Bu başlığı şimdi kullanacağım hiç aklıma gelmemişti. Bu sayfayı açtığım ilk
yıl, o günlerde kaleme almayı planladığım ve aklıma kazınmış olan bir kalıptı...
Araya giren başka olaylardan mı yoksa zamanının gelmemiş oluşu nedeniyle midir
bilinmez, tam da bugüne uygun ve bir insana atfen kullanılacakmış demek ki… Hiçbir
şey göründüğü gibi değildir hayatta; bu başlık da öyle…
Hiçbir şey umduğunuz, sandığınız, tamamen dilediğiniz gibi gelişmez şu
dünyada… Daha güzel hallerde şekillenişi şaşkınlıklar içinde bıraktığında, o
büyük gücü daha fazla hissedebilirsiniz.
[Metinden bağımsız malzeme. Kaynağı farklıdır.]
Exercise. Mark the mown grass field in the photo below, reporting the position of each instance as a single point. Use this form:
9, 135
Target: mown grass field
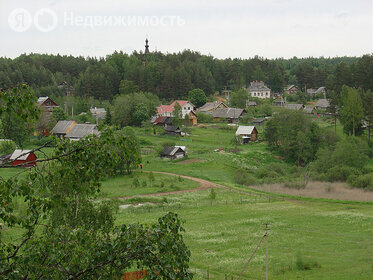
308, 239
334, 241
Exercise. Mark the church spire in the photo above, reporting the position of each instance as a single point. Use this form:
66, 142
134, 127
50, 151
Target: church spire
146, 46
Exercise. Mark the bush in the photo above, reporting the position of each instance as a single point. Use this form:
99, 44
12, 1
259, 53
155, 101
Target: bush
205, 118
341, 173
295, 185
303, 264
363, 181
7, 147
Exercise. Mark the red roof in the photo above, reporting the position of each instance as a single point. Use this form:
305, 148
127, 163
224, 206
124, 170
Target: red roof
170, 108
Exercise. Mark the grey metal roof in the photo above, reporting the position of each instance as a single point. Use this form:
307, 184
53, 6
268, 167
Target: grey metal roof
100, 113
322, 103
320, 90
244, 130
61, 127
20, 155
294, 106
210, 106
229, 113
308, 110
42, 99
82, 130
258, 120
171, 128
291, 87
258, 86
171, 150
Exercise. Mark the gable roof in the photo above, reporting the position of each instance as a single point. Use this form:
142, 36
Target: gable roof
244, 130
294, 106
170, 108
62, 127
20, 155
43, 99
171, 128
323, 103
171, 150
82, 130
209, 106
321, 90
163, 120
290, 87
258, 120
308, 110
258, 86
229, 113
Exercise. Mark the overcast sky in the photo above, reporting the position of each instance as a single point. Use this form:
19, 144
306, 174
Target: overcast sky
235, 28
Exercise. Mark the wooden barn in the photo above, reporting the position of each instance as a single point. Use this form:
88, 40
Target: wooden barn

Yeter ki kendiniz olmaya ve bu uğurda
yola çıkmaya karar verin.
Sanatın içine kendimi bütünüyle bıraktığımdan beri, aklımın bir köşesinde,
sanatçıların öldükten sonra değerlendiği yargısı yer alıyordu. Buna tam olarak inanmasam
da, beynimdeki binlerce soru işaretine birinin daha eklenmesini
engelleyememiştim. Elimde avucumda, yazmaya ve akıl ile gönlün sentezini
paylaşmaya olan inancımdan başka bir şey yoktu. Önümde uzun bir yol olduğunu söyleyenler,
cesaretimi kırmaya yüzü tutarak bıyık altından gülenler ve hiçbir gelişme
olmadan geçen uzun günler vardı…
Bir nebze faydasını görmediğimiz günlerin akışında çürürcesine ve kâh
umutla kâh kırgınlıkla beklemekte olduğumuzu sanırız. Oysa ardımızda kalan her
saniye, gelişmemize ve ilerlemememize katkı sağlayarak eskimiştir.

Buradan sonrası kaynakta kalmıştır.